Seoul is paying "more careful attention" to China, a senior government official said after President Lee Myung-bak last week named his former chief of staff Yu Woo-ik as Seoul's new ambassador to Beijing.
It was an implicit admission that the Lee administration has been somewhat neglectful of China by giving top priority to relations with the U.S. But Beijing's political and economic influence is growing rapidly, and China and Japan seem closer than any other time.
Lee was impressed by China's rapid economic recovery during his visit there for a Korea-China-Japan summit in early October this year. He reportedly told officials to make more efforts to improve ties with China given that the market will grow even bigger.
Early this month Lee met Wang Yang, a visiting party secretary from China's Guangdong Province. It was unprecedented for the president to meet one of the leaders of China's 22 provinces, but Lee accepted suggestions from diplomatic staff that he should meet Yang.

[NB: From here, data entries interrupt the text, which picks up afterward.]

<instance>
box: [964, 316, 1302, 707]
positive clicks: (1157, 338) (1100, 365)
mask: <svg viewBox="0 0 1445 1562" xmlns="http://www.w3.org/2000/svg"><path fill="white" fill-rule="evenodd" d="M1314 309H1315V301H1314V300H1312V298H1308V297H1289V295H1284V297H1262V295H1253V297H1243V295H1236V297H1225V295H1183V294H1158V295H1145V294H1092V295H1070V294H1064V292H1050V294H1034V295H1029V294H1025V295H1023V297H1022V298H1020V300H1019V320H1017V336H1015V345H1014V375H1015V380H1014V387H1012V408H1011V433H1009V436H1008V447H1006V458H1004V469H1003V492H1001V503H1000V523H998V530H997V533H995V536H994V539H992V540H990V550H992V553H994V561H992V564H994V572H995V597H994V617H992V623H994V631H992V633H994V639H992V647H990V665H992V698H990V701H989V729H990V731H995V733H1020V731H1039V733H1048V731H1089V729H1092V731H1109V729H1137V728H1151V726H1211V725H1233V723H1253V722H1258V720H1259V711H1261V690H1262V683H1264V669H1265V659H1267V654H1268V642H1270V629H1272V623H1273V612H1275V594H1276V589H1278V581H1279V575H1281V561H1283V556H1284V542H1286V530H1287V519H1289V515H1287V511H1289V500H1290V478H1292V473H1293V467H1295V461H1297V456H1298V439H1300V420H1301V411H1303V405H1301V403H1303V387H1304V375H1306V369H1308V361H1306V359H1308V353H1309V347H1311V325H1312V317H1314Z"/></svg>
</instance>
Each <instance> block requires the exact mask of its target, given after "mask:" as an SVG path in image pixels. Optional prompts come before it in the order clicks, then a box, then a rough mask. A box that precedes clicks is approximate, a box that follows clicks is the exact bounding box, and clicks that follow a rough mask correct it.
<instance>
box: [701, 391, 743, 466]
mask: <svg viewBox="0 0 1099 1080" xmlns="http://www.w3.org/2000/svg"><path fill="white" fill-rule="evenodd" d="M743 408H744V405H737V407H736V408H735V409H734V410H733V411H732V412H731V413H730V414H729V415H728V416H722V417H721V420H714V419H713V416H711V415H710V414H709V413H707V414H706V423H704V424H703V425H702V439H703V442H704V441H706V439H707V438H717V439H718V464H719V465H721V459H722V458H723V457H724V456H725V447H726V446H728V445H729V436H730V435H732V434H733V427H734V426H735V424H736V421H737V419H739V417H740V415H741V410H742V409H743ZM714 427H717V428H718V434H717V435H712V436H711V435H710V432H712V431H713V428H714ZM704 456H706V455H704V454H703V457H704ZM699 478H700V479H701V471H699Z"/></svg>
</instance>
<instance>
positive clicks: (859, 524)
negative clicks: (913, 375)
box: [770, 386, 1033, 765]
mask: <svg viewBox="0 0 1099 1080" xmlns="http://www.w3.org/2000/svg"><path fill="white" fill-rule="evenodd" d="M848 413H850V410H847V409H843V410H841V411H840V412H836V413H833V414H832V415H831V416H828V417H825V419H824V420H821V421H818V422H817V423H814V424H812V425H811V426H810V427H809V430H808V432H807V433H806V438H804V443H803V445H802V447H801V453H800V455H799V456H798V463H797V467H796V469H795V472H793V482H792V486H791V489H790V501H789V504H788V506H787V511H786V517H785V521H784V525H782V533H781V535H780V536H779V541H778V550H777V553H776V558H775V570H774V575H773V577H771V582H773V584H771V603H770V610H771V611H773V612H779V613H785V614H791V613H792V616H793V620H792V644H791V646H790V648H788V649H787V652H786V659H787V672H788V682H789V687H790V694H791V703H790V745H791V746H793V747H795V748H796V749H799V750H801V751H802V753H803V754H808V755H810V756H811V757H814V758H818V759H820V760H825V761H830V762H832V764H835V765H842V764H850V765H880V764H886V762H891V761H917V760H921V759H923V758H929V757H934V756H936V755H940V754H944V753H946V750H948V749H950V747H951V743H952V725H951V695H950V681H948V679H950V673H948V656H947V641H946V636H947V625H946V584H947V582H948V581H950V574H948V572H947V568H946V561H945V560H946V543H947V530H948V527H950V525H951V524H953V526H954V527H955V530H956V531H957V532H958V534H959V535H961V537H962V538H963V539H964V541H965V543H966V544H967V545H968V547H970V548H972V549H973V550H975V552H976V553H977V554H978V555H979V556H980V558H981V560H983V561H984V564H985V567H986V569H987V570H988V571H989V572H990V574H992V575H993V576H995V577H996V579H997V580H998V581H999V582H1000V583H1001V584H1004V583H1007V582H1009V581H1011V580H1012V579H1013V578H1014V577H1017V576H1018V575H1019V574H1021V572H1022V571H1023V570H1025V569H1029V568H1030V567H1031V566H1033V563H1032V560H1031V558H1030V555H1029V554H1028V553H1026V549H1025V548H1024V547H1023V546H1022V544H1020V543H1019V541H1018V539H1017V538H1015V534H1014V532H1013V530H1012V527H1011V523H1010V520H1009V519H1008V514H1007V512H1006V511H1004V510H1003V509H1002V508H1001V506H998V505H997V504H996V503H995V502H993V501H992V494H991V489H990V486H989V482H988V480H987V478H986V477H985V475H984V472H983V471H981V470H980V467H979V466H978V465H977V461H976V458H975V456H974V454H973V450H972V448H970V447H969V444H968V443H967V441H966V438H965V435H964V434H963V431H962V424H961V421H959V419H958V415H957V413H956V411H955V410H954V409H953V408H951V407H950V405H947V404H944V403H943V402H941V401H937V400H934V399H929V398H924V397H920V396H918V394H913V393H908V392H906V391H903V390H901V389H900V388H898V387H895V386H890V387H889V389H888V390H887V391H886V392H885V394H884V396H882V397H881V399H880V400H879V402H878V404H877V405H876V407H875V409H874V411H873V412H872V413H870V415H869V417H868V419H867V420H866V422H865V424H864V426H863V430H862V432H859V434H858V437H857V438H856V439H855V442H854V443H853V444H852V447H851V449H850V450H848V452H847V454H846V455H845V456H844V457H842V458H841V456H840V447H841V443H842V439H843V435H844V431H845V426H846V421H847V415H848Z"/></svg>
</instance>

They told Lee that Guangdong Province is responsible for a hefty share of China's economic might and its trade volume with Korea amounted to US$32.1 billion last year. As the youngest member of the Central Committee of the Communist Party of China, Wang is seen as a promising next-generation leader.
The government official said China has complained that visiting Chinese officials do not have as many chances as their American counterparts to meet Lee.
The Foreign Ministry has mooted setting up a China bureau separate from the Northeast Asian Affairs Bureau, which deals with China and Japan, after criticism that the single China division at the ministry is not fully capable of handling the heavy workload. Bilateral trade amounts to $168.3 billion and the total number of visitors both ways reaches 6 million per year.
The ministry has put the idea aside for the time being since the administration's overall policy is to streamline government organizations and because of possible repercussions in Japan. But a ministry official said there already is widespread consensus in the ministry that it is necessary to give more weight to China.